In my case, i choose doubt more over certainty. Its good to know some things for certain but when you begin to think everything is for certain, then ‘Houston, we have a problem’.

Consistency

“Consistency is contrary to nature, contrary to life. The only completely consistent people are the dead.” – Alduos Huxley

The quote sparked a bunch of thoughts to my head. Firstly, most of us are looking for familiarity in situations we find ourselves in. We like to think back if we have done this before and wonder how can i do this task better. In short, we are looking for some kind of consistency. In life or in experiences. When faced with a situation we know little off, we begin to feel that this is not the comfort zone and wonder how soon will it be over. Seeking consistency is the mistake we make. Many would like to think of it as stability too. Or as some of us like to think of it as “settling down”.

The second line of Huxley’s quote is a very valid one. Its definitely better to be at ease with change. Rather than stagnating, getting bored and loosing focus i would surely prefer situations that intrigue me. That’s the point that the quote is also trying to make. Why seek consistency? Rather most of the world around us is chaotic and ever-changing. Maybe all we need to do is pause and revel in the present, as it passes us by.

Easy Friday: Hope

Hope_minutelyinfinite

This little fortune cookie sparked some hope in me as we were winding up a lazy lunch last week. Smooth seas, well don’t we all want to sail away and feel the breeze in our face? But then again, how long can we bask in our comfort zone i ask. It’s always good to get used to an idea or a notion but rarely do we appreciate a change in perspective. As we grow older, our ideas get set in stone. We rationalize by telling ourselves that these are the principles we want to live by.

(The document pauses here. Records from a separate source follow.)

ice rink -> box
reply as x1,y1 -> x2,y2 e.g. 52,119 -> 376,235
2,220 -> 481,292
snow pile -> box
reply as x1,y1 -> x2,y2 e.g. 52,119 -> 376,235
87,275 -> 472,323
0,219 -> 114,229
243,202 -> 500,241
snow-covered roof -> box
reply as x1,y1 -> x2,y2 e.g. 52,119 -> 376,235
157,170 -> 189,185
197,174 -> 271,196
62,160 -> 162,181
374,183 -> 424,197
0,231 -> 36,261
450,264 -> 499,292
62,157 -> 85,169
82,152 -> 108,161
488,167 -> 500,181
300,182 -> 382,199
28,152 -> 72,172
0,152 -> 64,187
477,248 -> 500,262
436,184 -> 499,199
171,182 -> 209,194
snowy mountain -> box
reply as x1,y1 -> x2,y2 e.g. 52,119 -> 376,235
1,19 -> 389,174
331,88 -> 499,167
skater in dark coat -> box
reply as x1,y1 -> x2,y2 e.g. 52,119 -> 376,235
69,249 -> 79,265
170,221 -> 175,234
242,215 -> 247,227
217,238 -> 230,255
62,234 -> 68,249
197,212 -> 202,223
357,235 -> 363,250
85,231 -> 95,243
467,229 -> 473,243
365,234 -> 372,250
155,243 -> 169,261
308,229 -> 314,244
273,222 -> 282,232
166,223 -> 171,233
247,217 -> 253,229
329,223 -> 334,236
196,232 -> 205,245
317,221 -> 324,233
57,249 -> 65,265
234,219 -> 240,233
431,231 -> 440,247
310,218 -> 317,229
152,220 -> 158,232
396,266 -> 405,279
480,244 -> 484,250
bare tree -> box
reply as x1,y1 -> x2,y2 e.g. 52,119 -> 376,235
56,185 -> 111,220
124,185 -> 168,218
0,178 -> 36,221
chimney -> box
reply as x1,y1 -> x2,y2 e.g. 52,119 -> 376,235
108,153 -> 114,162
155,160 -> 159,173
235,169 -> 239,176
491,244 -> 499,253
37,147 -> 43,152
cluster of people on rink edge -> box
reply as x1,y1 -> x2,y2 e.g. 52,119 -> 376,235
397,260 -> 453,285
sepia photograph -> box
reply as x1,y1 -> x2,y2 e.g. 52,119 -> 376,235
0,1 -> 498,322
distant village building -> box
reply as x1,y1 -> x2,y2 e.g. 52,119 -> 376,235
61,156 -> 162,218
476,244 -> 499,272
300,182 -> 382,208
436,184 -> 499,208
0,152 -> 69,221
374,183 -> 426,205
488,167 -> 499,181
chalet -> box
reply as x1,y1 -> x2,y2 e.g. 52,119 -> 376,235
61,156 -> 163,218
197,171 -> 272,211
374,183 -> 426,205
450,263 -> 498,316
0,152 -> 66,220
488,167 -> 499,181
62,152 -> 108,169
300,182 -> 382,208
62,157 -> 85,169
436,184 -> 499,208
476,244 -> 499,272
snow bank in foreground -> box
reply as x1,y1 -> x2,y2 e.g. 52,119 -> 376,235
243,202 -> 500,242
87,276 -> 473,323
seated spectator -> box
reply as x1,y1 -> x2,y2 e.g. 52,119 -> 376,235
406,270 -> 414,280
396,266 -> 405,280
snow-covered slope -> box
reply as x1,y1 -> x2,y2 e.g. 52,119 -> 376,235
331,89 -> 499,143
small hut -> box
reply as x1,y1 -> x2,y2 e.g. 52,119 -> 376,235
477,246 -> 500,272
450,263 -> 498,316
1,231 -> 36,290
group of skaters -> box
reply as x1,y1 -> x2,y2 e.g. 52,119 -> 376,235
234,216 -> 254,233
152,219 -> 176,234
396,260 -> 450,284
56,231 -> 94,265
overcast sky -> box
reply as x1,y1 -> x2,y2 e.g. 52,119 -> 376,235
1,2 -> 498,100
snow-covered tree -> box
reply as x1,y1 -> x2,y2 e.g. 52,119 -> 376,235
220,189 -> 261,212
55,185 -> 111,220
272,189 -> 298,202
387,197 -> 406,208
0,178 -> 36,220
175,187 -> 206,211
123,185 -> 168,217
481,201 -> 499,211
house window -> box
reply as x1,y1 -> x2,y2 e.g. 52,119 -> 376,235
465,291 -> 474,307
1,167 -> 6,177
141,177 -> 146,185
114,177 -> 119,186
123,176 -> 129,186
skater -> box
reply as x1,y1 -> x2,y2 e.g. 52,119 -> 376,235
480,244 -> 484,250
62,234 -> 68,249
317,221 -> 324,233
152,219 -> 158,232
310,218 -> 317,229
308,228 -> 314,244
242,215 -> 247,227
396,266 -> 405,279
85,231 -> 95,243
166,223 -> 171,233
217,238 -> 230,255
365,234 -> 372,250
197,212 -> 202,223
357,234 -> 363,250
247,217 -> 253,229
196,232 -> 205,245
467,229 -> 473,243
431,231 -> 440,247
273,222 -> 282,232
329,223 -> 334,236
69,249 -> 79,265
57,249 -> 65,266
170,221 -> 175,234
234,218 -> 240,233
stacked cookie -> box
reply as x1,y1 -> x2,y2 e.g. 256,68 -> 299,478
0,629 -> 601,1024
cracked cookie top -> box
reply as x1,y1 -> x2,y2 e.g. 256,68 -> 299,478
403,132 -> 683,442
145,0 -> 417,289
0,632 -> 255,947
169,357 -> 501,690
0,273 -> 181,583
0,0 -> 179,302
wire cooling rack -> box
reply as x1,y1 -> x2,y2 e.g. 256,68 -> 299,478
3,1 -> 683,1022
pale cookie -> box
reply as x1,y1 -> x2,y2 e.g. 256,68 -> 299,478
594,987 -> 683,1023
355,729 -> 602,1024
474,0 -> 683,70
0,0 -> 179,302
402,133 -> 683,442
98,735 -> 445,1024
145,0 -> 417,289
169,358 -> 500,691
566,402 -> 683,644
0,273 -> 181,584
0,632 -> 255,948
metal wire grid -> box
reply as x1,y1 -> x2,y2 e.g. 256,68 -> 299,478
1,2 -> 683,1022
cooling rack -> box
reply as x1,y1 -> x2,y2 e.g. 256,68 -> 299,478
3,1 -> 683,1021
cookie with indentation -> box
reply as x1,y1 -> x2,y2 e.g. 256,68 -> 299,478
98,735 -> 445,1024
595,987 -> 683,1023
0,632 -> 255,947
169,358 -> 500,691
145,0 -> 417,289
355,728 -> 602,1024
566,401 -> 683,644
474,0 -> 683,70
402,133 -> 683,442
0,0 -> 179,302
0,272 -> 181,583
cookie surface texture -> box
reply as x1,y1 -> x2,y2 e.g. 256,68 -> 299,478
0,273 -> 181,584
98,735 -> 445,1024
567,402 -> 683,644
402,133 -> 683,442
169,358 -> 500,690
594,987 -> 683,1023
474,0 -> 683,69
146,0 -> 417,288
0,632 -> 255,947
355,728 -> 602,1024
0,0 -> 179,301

We build a cocoon to make life peaceful and keep any distractions at bay. However in doing so, we keep hoping that nothing bad comes our way. Hope. A powerful word. Isn’t hoping for nothing bad to happen an indirect way of our subconscious telling us that you didn’t do enough or need to do more. On the contrary by hoping for the best, aren’t we tricking ourselves to make believe in things that are probably not possible in the first place? Maybe all we need is to be flexible to go with the flow and roll with the punches. Living, then wouldn’t seem so tough at all.

For this i would tend to side with Friedrich Nietzsche who said, “Hope in reality is the worst of all evils because it prolongs the torments of man”.